Aloo mattar (Potatoes and peas)

A simple, comforting dish that most people love. It’s something that’s grown on me over the last few years and I don’t make it as often as I should.

Aloo mattar aka potato and peas

6 medium sized potatoes, peeled and cubed

1.5 cups frozen peas

1 onion, finely chopped

2-3 green chillies, finely chopped (adjust to taste)

1 tbsp ginger paste

1 tsp garlic paste

1 cup chopped tomatoes (1/2 can)

1 tbsp tomato puree

2 tbsp oil

1 tbsp cumin seeds

1 tbsp coriander powder

2 tsp turmeric powder

1 tsp garam masala

1/2 tsp red chilli powder

handful of fresh coriander leaves, finely chopped

1 tbsp kasoori methi

Heat oil in a pot, add the cumin seeds. As soon as they start to sizzle, stir in the onions and green chillies. Saute until the onions are soft, translucent and golden in colour. Add the ginger and garlic paste, and continue to saute for a minute before stirring in the chopped tomatoes. Cover the pot and let the tomatoes soften and cook down until the oil separates. You should be able to mash them with the back of your spoon kind of soft.

I use a hand blender and blitz it to a smooth gravy at this point, but that’s optional.

Stir in the spices and cook them for a few seconds before adding the tomato paste. Add the peas and 3-4 cups of water, along with the potatoes. Stir well, cover the pot and let it cook on medium heat until potatoes have cooked through (about 15-20 minutes). Sprinkle the fresh coriander leaves and the kasoori methi. Season with salt and black pepper. Adjust the thickness of gravy to your taste by adding water. If you want it thicker, remove the lid and let the water bubble away.

Let it bubble away for a few more minutes before serving with rice or freshly made chapattis. The leftovers are fabulous the next day for breakfast with fresh paranthas.

Easy garlicky Aubergine curry

This recipe does not follow normal ‘traditional’ cooking methods. I make it this way often, as its easy, convenient and its the way I like it. I don’t add many spices/masalas, and the ones I do add are already roasted so I just sprinkle them on instead of cooking them or roasting them in oil. The heat is from the green chillies, which works well for me.

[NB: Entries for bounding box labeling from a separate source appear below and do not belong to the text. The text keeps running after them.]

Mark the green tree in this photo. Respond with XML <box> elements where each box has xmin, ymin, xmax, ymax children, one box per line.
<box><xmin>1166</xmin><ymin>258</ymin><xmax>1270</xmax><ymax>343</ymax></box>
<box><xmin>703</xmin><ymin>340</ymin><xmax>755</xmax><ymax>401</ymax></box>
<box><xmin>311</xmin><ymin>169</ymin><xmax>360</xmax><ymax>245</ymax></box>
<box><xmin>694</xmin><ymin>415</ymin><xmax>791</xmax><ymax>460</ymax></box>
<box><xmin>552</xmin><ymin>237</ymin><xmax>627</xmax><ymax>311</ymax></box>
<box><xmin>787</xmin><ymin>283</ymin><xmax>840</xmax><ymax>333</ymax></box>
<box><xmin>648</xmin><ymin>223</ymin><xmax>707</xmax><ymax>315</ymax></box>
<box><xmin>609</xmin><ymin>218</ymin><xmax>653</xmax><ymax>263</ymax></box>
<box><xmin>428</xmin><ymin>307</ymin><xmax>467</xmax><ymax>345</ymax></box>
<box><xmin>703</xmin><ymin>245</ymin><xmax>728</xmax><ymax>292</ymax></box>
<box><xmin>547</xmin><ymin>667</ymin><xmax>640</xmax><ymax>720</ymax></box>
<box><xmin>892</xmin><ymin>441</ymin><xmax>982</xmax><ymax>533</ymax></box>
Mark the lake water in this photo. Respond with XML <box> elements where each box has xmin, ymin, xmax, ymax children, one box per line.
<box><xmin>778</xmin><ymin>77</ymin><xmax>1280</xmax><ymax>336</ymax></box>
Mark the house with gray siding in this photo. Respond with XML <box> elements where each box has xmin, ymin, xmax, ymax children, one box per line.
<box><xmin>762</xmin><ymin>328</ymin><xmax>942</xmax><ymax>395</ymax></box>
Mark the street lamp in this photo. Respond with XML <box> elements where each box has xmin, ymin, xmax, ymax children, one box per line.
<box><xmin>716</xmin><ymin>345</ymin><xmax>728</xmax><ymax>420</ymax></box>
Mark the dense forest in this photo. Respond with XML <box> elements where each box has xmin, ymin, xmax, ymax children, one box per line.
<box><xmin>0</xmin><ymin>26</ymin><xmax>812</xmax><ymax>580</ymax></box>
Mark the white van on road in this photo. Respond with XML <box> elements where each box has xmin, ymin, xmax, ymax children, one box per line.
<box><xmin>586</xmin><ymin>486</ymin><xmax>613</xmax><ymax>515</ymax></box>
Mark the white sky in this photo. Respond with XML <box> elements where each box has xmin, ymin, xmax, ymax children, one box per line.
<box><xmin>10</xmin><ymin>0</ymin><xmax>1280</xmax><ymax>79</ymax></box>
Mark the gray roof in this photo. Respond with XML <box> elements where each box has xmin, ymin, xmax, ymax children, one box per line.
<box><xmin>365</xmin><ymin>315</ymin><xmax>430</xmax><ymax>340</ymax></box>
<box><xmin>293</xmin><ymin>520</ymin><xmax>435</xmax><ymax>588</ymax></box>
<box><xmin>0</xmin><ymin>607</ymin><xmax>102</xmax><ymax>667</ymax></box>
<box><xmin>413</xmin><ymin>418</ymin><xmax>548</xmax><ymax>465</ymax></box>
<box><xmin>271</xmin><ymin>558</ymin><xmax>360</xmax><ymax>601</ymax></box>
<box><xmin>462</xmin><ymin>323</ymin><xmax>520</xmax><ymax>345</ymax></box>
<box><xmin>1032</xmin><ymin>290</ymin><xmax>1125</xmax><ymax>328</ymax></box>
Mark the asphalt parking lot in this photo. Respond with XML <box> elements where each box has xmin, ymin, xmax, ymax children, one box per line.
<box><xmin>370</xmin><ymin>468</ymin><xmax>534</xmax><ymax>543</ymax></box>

1 medium size aubergine/eggplant;

2 medium sized onions (preferably red ones);

1 inch piece of ginger, grated;

5-6 cloves of garlic, minced;

2 green chillies, chopped;

2 tbsp cooking oil (I like grapeseed)

1 cup passata sauce or 4/5 medium size tomatoes, finely chopped;

1/4 cup base gravy (optional)

Heat the oil in a wok, add roughly chopped pieces of aubergine and start to stir fry on medium heat. Same time, start slicing the red onions and drop them in with the aubergine. Add the ginger, garlic, green chillies to this. Sprinkle a little salt and cover the wok. Let this cook on medium heat for 10 minutes or so. I have an induction stove, so you may need to adjust the heat levels but idea is that the steam buildup inside cooks it through slowly. I like some of the edges caramelising a little, as it gives it a nice flavour.

Stir and add the tomatoes. Salt, black pepper to taste and I also sprinkle some garam masala, roasted cumin powder, roasted coriander powder and Kashmiri red chilli powder to taste. Once it is combined well, cover and let it cook on low/medium heat for about an hour. Stir from time to time.

Sprinkle some fresh coriander leaves and serve. I always have frozen coriander leaves, so I stir them in before serving. They don’t look so good all wilted on top, as a garnish 😉

To garnish – Heat some ghee and fry some thinly sliced garlic. Add on top before serving.

SLOWCOOKER METHOD: Just put everything all together in the slow cooker and let it cook for 4 hours on high heat. May need to stir it once/twice. Depending on the quantity/size of cooker, I have left it on for 8 hours overnight when making a large batch on low heat, and it was beautiful the next morning. The constant cooking was a bit too aromatic for me and I found it hard to sleep though!